With that, he dragged me to the door and shoved me out. As I was flying to the curb, I looked over my shoulder. Jerry was still sitting in the booth. The bouncer didn't touch him! What an example of male chauvinist pigs. Jerry was one of them! He made no effort to help me. It was then that I noticed a big change in him. His light had disappeared! It was gone. Maybe it was my ability to see his light that was gone. Maybe it was both!
As I was driving home, the depravity of my actions overwhelmed me. I had been treated like a prostitute. I was referred to as a whore. I'm sure it looked that way to the lady watching us. I'm sure that she reported us to the bartender.

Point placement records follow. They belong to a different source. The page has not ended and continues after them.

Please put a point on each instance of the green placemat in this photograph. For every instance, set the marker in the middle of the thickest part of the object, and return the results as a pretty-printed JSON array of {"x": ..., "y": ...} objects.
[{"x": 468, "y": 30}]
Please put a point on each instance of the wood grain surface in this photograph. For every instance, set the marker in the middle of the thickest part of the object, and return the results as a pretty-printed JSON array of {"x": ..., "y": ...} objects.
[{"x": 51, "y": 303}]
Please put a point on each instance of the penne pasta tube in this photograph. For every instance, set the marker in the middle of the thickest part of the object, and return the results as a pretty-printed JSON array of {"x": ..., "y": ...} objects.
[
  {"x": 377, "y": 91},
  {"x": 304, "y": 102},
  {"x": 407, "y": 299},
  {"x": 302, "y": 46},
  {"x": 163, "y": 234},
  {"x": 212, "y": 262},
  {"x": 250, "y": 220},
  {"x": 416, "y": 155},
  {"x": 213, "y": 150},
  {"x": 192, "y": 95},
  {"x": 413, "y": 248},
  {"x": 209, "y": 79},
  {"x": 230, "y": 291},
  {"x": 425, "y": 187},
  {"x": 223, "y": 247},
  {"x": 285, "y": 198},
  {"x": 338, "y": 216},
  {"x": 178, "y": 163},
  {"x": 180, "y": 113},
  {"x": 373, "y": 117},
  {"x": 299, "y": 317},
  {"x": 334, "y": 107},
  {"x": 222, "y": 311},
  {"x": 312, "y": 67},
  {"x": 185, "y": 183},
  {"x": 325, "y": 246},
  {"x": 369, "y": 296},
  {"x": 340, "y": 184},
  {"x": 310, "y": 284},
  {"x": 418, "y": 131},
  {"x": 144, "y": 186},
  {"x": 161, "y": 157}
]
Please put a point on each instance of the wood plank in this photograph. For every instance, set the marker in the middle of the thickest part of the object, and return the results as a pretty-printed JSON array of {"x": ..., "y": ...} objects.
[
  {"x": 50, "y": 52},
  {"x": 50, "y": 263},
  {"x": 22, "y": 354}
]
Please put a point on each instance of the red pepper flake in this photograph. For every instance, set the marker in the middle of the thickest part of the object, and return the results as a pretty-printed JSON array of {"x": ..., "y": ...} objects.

How many people witnessed my humiliation? How many of them knew me? Would it get back to Joe? Is my goose cooked? Whatever happens, I deserve it. Who am I?
I was three hours late getting home. The house was shrouded in complete darkness. There was no light. There was no family. We usually enjoyed something together as a family on Friday evenings. This time, they probably got tired of waiting for me to show up.
It was an hour later that there was finally a family present. There was still hardly any light. I had to strain my eyes to see my husband. His light was all but out. It was an eerie darkness. It completely absorbed any light that I might have been reflecting. It sapped my energy and caused me to tremble. That night, I found it difficult to sleep with all of that dark energy next to me in bed. I was miserable all night long.
I spent most of the night rehashing the events that happened at the club. How long would it be before Joe found out? How long after that would my family remain together? Had I destroyed, in one perverse evening, everything that we had built together during all of those years of marriage? Every time I thought about what I had allowed to occur, I asked myself: "Who am I?
"
Every time I allowed myself to visualize being in that booth with Jerry, I knew that I should have been asking: "What am I doing here?"
The guilt was overwhelming. I knew I had to take action. First, I had to put an end to this madness right now. That's a given. Should I tell Joe what I'd been doing before he heard it from someone else? Should I just hope he will never find out? Should I just strive to be the best wife a man ever had from now on? Decisions, decisions!
CH 02 - Visualization
I decided to think everything through since I wasn't sleeping anyway.
I visualized myself sitting in my favorite recliner as Joe walked in the door. I was holding a glass of wine in my hand. I reached for the bottle and poured a glass for him. He said, "None for me. I'm not in a celebratory mood, Amy."